The Court of Special Sessions, under the act of 1845, is-now composed of a single justice. If the prisoner, on being arrested and brought before the justice, in a case in which a Court of Special Sessions has jurisdiction, pleads guilty, I have no doubt the court has power to inflict the punishment provided by the law.
There is nothing in the constitution restraining the legislature from giving jurisdiction to a Court of Special Sessions of all the acts complained of in this case. The constitution provides that no person shall be held to answer for a capital or otherwise infamous crime, unless on presentment or indictment of a grand jury. Cases of petit larceny are excepted by this provision. The charges, as contained in the warrant, are, making a noise and disturbance of the public peace, and quarreling and fighting in a public place. Now, these acts are not “capital or. otherwise infamous crimes.” These acts or offences are not such as were, prior *589to the constitution, uniformity tried by jury. If the legislature, therefore, confers upon a Court of Special Sessions power to try these offences, in the absence of offered bail, the provision that trial by jury, in all cases in which it has been heretofore used, shall remain inviolate forever, is not infringed.

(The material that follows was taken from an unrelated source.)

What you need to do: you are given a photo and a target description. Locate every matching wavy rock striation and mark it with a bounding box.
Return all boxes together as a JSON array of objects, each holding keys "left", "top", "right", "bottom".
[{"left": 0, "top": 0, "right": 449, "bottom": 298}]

By the Revised Statutes, cases of assault and battery, not charged to have been committed wantonly or upon any public officer in the execution of his duties, were triable by a Court of Special Sessions, in the absence of offered bail. (2 R. S., 711, Law Rep., 815; The People v. Kennedy, 2 Park. Cr. R., 312.) If the charge in the present case had been for an assault and battery, and the prisoner had offered bail or had requested to be tried by a jury, and the justice had refused the bail and a jury trial, the questions sought now to be raised could have been presented.
In my opinion, the conviction and sentence should be affirmed.